喜多から離れて自分の右手を見ると、そこには本当に半分に折り畳まれた一万円札がある。
「そこに投げ銭用の空き缶があったので、これはもう貢ぐしかないって思って!」
「え、何それ怖……」
目が本気だった。
バイトができる年齢ならともかく、俺たちくらいの年齢の人間にとって一万円は大金だ。おいそれと他人に渡せるような金額ではない。
「とりあえずこれは返すよ」
「え。でも——」
俺の言葉に喜多は難色を示した。
背後でリョウがテンションを上げていることだし、何か適当な理由を付けて納得させなければ。

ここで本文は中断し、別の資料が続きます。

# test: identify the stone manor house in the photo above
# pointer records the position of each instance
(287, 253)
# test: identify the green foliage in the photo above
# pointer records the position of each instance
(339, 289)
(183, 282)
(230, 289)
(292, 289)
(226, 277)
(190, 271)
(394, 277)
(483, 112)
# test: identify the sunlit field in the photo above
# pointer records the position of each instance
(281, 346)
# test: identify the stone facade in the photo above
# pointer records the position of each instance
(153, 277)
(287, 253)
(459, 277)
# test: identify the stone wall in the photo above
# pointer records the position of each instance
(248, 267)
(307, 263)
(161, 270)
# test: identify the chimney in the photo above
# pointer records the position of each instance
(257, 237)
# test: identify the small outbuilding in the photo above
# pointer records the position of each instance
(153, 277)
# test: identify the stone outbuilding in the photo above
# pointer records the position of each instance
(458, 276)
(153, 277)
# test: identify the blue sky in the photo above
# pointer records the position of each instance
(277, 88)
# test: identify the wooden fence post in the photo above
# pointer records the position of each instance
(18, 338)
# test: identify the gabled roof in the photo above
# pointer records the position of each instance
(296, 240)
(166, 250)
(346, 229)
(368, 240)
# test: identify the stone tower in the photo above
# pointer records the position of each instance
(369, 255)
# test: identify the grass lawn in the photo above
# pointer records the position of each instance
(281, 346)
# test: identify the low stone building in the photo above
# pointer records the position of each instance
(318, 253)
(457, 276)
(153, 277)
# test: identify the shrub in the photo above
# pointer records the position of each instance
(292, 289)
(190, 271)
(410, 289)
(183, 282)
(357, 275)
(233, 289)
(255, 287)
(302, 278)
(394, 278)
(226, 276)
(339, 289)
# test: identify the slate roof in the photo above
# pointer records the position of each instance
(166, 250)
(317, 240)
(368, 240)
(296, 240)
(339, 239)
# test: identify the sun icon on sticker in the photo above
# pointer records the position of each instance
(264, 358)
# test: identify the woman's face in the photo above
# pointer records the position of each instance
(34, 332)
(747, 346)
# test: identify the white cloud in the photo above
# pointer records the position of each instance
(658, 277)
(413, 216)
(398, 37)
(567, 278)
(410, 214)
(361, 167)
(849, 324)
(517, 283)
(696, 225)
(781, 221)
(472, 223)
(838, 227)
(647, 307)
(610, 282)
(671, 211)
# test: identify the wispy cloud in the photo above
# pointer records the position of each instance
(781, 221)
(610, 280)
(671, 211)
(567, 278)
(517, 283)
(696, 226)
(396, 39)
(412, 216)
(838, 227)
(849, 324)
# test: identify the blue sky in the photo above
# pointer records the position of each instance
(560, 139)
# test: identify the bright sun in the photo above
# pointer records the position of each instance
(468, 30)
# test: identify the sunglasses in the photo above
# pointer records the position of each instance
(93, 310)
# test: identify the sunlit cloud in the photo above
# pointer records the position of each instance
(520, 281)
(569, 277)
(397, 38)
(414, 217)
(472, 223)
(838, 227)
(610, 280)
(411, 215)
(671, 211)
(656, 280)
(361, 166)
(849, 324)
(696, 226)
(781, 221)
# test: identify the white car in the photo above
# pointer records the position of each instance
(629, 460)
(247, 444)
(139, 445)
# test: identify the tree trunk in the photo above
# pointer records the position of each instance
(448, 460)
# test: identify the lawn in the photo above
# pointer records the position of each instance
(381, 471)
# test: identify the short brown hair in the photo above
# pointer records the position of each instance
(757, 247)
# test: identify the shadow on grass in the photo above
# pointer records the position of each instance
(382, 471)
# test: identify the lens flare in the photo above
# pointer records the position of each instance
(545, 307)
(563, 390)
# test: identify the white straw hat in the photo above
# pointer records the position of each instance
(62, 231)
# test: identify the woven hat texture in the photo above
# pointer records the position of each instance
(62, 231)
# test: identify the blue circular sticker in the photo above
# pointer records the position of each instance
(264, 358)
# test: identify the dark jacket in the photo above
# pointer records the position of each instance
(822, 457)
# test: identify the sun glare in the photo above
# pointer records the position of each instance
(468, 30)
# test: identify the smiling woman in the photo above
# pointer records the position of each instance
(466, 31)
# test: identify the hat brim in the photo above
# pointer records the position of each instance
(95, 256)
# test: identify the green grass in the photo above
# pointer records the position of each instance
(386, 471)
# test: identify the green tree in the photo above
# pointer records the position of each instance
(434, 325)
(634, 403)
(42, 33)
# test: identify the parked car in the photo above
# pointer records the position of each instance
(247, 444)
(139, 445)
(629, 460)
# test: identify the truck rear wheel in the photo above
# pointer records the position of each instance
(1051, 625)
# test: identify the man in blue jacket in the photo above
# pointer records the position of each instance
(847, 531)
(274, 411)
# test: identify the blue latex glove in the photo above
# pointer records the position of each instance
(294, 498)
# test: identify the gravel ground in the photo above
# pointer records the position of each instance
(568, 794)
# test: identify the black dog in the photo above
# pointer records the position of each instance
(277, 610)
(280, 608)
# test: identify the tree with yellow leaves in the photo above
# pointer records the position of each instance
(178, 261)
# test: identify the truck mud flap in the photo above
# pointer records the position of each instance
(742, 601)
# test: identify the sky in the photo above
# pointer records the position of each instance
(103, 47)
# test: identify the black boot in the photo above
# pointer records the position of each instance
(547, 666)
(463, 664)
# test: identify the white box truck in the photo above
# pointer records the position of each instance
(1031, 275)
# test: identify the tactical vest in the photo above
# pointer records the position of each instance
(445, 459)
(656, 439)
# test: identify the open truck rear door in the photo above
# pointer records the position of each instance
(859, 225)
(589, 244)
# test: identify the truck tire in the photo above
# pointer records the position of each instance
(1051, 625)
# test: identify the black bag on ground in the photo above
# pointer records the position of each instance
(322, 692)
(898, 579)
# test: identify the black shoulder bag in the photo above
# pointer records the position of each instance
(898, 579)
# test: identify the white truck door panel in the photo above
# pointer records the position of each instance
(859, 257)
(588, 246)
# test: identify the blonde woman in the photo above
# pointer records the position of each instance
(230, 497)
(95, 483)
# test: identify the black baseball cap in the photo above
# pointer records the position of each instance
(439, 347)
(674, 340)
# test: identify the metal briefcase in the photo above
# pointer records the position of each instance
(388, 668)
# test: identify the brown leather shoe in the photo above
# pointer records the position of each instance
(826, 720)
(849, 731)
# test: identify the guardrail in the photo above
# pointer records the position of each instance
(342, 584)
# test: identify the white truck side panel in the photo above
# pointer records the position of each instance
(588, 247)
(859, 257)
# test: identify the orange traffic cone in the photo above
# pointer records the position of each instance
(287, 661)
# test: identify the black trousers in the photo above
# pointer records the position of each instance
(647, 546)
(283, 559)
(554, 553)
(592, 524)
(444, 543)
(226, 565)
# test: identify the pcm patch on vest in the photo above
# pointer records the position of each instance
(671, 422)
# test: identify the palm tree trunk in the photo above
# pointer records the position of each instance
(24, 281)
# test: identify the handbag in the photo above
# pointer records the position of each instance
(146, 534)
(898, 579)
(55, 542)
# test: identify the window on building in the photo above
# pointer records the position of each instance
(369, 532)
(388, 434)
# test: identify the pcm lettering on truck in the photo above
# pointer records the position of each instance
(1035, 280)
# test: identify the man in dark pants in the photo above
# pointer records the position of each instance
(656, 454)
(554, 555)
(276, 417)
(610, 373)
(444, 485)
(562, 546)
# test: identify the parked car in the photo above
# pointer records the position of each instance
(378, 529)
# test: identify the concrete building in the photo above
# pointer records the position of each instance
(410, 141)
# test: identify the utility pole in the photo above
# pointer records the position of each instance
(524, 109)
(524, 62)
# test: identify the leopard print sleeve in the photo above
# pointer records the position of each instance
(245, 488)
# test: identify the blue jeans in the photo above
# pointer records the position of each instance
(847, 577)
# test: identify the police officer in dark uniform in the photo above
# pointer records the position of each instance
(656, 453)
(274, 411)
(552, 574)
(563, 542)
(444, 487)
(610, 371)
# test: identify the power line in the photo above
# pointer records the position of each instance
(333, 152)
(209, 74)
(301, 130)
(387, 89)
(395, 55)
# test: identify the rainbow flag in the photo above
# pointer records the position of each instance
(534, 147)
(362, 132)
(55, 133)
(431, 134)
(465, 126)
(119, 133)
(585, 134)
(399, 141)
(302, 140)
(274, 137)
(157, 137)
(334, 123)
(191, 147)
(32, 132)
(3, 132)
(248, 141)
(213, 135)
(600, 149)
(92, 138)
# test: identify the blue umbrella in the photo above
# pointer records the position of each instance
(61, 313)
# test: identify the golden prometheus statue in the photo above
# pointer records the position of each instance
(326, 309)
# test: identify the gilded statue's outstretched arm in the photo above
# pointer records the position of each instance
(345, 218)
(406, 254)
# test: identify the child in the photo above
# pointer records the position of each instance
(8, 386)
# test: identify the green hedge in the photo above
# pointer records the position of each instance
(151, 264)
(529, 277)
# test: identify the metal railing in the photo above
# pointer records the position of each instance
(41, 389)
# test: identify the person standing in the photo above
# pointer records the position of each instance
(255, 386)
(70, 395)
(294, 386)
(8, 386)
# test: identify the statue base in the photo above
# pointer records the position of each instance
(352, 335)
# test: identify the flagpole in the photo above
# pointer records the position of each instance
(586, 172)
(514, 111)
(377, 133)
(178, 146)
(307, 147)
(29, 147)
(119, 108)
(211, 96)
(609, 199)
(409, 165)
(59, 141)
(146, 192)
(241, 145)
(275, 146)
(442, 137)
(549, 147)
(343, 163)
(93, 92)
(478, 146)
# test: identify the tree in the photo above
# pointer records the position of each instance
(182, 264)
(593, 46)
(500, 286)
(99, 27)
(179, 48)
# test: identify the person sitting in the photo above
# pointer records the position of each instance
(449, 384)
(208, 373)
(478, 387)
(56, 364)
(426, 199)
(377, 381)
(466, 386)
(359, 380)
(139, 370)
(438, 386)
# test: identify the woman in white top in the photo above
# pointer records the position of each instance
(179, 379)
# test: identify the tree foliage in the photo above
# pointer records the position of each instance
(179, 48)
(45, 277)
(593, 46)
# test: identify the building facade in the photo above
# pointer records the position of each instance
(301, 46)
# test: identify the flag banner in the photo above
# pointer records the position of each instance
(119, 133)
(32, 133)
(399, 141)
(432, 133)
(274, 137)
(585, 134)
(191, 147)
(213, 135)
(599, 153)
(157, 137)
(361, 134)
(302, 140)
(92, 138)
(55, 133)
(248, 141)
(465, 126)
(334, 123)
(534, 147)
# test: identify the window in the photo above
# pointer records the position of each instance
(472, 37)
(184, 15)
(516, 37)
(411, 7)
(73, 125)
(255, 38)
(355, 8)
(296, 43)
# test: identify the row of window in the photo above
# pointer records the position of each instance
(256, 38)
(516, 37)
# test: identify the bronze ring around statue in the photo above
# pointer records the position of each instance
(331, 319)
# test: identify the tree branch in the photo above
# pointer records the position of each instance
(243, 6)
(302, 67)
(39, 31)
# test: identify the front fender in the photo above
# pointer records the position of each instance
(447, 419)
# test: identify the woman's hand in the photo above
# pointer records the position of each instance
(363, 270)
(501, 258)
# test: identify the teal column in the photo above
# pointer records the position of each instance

「じゃあ今度一緒にどっか遊び行こう。金はその時使うってことで……!」
「い、いいんですか!?」
「あぁ。別にバンドやってるだけで有名人ってわけでもないしさ。友人として関わってくれたら嬉しい」
「そういうことなら、また次の機会に貢ぎますね!」
ひとまずは難を逃れられたが、不穏な言葉が聞こえたのは気のせいだろうか。
気のせいということにしておこう。
「カンナ、ナンパしてる?」
「……やっぱりナンパだよねこれ」
「うるせぇ」
外行き用の笑顔を湛えたまま後ろから飛ばされる野次に耐える。
こうして無事——かどうかは定かではないが、ざ・はむきたすの路上ライブは終了し、俺たちに貢ぎたがりのファン兼友人ができた。